Medical Dialogues has earlier reported that the American College of Physicians (ACP) guidelines released in early 2018 recommend that HbA1c between 7% and 8% was okay for T2DM patients and had suggested a relaxation of blood sugar control targets or HbA1C for most patients with Type 2 diabetes more than 7 %. The guidelines had further added that there was no proof of benefit for targets of HbA1c below 7%.
This led to a controversy among the medical fraternity across the globe and moving a step ahead Indian doctors refuted the ACP guidelines.
Dr Bhansali and colleagues at Department of Endocrinology PGIMER, Chandigarh, India have conducted a study and found that keeping HbA1C < 7% may delay progression of Prediabetes to T2DM.
This study aimed to assess the impact of increasing severity of hyperglycemia on mitochondrial stress and mitophagy. It is known that hyperglycemia-mediated oxidative stress impedes cell-reparative process like autophagy, which has been implicated in impairment of β-cell function in type 2 diabetes mellitus (T2DM).

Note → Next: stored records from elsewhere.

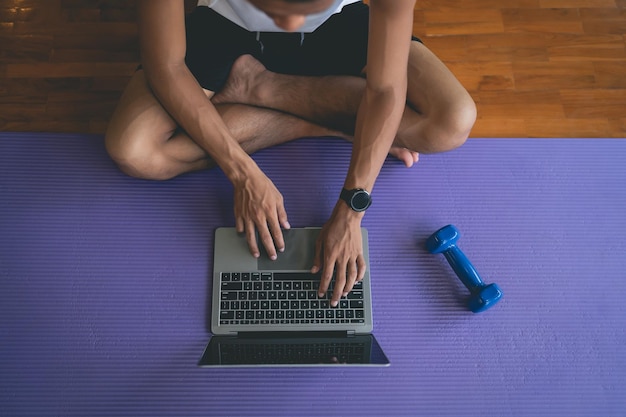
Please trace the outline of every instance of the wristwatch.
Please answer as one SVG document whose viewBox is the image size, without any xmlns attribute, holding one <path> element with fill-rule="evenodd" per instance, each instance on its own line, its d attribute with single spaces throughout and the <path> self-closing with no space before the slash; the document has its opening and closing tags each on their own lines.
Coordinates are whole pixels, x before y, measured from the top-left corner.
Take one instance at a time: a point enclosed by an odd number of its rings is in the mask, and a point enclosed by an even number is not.
<svg viewBox="0 0 626 417">
<path fill-rule="evenodd" d="M 343 188 L 339 198 L 348 204 L 354 211 L 365 211 L 372 204 L 372 196 L 362 188 L 346 190 Z"/>
</svg>

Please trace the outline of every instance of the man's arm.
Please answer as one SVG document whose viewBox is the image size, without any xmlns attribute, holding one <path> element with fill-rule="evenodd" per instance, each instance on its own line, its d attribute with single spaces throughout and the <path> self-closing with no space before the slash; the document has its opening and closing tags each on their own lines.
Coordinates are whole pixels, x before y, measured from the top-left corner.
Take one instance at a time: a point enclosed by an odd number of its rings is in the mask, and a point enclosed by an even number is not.
<svg viewBox="0 0 626 417">
<path fill-rule="evenodd" d="M 251 252 L 255 238 L 268 254 L 284 246 L 288 227 L 282 196 L 241 148 L 185 64 L 184 0 L 140 0 L 139 39 L 146 79 L 163 108 L 222 168 L 233 183 L 237 229 L 245 230 Z M 259 209 L 259 207 L 263 207 Z"/>
<path fill-rule="evenodd" d="M 350 168 L 344 187 L 372 191 L 406 105 L 407 66 L 415 0 L 370 0 L 367 83 L 357 113 Z M 320 293 L 335 272 L 332 303 L 363 278 L 361 219 L 338 201 L 318 241 L 313 271 L 323 264 Z M 323 259 L 322 259 L 323 256 Z"/>
</svg>

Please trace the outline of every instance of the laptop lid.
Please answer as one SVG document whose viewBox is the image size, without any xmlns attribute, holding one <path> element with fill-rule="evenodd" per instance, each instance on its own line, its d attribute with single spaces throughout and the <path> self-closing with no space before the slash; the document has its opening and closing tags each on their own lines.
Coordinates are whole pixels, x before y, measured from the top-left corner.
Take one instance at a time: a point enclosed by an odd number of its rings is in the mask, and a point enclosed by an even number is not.
<svg viewBox="0 0 626 417">
<path fill-rule="evenodd" d="M 201 367 L 388 366 L 372 335 L 248 334 L 213 336 Z"/>
</svg>

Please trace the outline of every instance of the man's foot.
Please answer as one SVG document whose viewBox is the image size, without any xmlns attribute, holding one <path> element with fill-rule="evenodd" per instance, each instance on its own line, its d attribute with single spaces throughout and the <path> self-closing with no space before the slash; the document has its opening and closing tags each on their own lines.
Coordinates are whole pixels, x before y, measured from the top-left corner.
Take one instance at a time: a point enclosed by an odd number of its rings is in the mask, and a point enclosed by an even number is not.
<svg viewBox="0 0 626 417">
<path fill-rule="evenodd" d="M 271 74 L 252 55 L 242 55 L 235 60 L 226 84 L 211 101 L 215 104 L 260 105 L 257 86 L 267 82 Z"/>
<path fill-rule="evenodd" d="M 242 55 L 235 60 L 226 84 L 211 101 L 214 104 L 247 104 L 262 107 L 262 95 L 258 87 L 271 85 L 272 74 L 252 55 Z M 336 136 L 351 140 L 345 134 L 335 133 Z M 389 154 L 402 161 L 407 168 L 419 160 L 417 152 L 400 146 L 392 146 Z"/>
<path fill-rule="evenodd" d="M 392 146 L 391 149 L 389 149 L 389 155 L 394 156 L 400 161 L 404 162 L 404 165 L 407 168 L 411 168 L 413 164 L 417 163 L 420 157 L 419 153 L 399 146 Z"/>
</svg>

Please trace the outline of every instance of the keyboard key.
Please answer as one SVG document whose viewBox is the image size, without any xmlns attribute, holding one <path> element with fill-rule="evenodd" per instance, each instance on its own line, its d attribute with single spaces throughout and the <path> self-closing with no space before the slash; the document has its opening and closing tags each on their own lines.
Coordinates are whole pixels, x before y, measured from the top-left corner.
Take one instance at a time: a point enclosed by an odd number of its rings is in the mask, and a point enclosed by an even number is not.
<svg viewBox="0 0 626 417">
<path fill-rule="evenodd" d="M 275 272 L 274 281 L 319 281 L 320 274 L 310 272 Z"/>
<path fill-rule="evenodd" d="M 363 299 L 363 291 L 351 291 L 348 293 L 349 300 L 362 300 Z"/>
<path fill-rule="evenodd" d="M 234 311 L 220 311 L 220 320 L 231 320 L 235 318 Z"/>
<path fill-rule="evenodd" d="M 222 291 L 220 299 L 222 301 L 234 301 L 237 299 L 237 291 Z"/>
<path fill-rule="evenodd" d="M 222 291 L 241 291 L 242 289 L 241 282 L 222 282 Z"/>
</svg>

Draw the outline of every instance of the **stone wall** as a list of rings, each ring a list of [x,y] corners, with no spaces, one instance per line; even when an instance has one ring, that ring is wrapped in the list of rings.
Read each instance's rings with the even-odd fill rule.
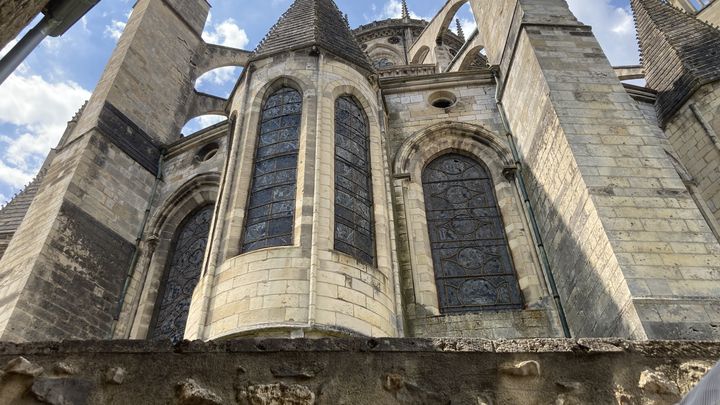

The researchers further found that increasing hyperglycemia is associated with a progressive rise in oxidative stress and altered mitochondrial morphology. Sustenance of mitophagy at HbA1C < 7% (53 mmol/mol) strengthens the rationale of achieving HbA1C below this cutoff for good glycemic control. An “adaptive” increase in mitophagy may delay progression to T2DM by preserving the β-cell function in subjects with prediabetes.
Mitophagy is a process where only healthy mitochondria remain — which is so very essential for normal beta cell function which delays the progression of prediabetes to diabetes and also delays complications of diabetes.